DÉCRYPTAGE - Le Parlement doit débattre du dossier syrien ce mercredi après-midi, sans voter sur une éventuelle intervention. Sur la question, du Parti de Gauche au FN, les politiques sont très divisés.

Des dizaines de personnes ont été tuées ou blessées dans des bombardements en Syrie, au cours desquels des gaz toxiques ont pu être utilisés.
Des dizaines de personnes ont été tuées ou blessées dans des bombardements en Syrie, au cours desquels des gaz toxiques ont pu être utilisés. Crédit : SHAAM NEWS NETWORK / AFP
Mathieu Dehlinger Journaliste RTL

Faut-il ou non intervenir en Syrie ? Les parlementaires vont débattre du dossier, ce mercredi après-midi, lors d'une session extraordinaire, sans pour autant voter, en tout cas pour l'instant.
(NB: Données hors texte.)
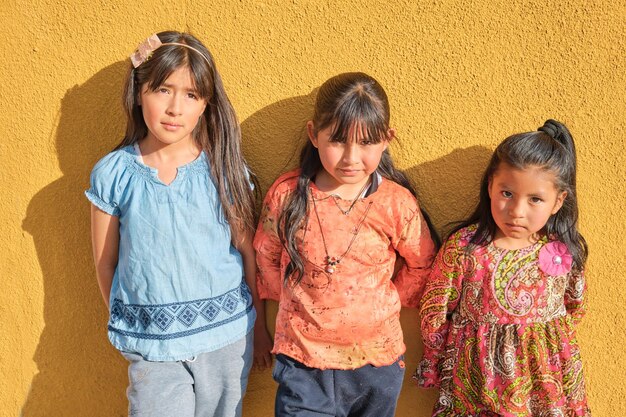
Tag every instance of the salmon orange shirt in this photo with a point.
(351, 317)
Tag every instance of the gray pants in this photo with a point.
(212, 385)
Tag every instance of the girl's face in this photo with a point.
(522, 201)
(172, 111)
(347, 165)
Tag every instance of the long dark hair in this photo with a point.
(217, 132)
(343, 100)
(552, 149)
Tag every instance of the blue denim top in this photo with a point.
(178, 289)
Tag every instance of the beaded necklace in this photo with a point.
(331, 261)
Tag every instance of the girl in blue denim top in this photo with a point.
(172, 221)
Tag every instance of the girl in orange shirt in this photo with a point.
(327, 243)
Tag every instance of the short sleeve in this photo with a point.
(103, 182)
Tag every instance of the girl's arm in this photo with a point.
(105, 239)
(441, 296)
(575, 295)
(414, 245)
(262, 340)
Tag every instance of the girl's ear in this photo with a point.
(310, 130)
(391, 135)
(560, 199)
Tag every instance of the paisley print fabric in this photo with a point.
(499, 334)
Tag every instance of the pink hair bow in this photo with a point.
(145, 50)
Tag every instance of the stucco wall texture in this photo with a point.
(461, 76)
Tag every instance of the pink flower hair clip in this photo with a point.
(555, 259)
(145, 50)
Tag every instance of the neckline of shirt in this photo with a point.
(135, 159)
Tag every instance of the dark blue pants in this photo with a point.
(309, 392)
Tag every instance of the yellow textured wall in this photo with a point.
(461, 75)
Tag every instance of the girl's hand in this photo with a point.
(262, 347)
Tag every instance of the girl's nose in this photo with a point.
(516, 209)
(174, 107)
(351, 153)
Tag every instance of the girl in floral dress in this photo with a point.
(498, 312)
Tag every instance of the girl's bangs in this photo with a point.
(175, 57)
(368, 118)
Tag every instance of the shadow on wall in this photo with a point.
(273, 137)
(448, 187)
(80, 373)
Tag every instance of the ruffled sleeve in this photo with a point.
(441, 297)
(575, 295)
(104, 183)
(415, 246)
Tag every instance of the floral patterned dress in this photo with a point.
(498, 329)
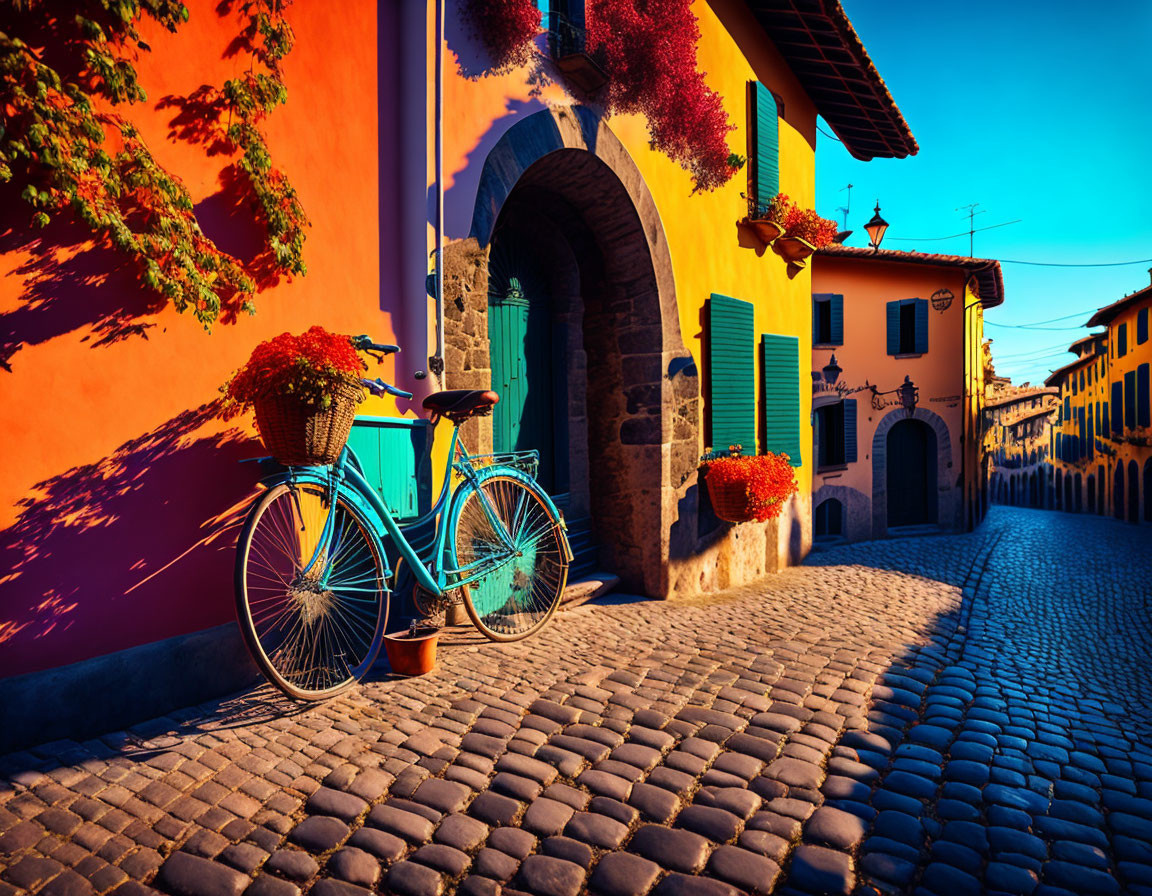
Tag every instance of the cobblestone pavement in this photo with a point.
(944, 715)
La question de la position française est au cœur du débat ces derniers jours, François Hollande envisageant d'engager des frappes contre le régime de Bachar al-Assad. Une telle intervention se ferait en réaction à une probable attaque chimique, survenue le 21 août dans la banlieue de Damas. Des centaines de personnes, dont des enfants, ont péri.

Quels sont les positions des partis politiques français sur la question ? État des lieux.

PS : Oui à une intervention, en apparence

François Hollande veut intervenir, sans envoyer de troupes au sol, a-t-il rappelé mardi lors d'une visite dans le Nord. Le président de la République avait annoncé mardi 27 août que la France était "prête à punir ceux qui ont pris la décision infâme de gazer des innocents".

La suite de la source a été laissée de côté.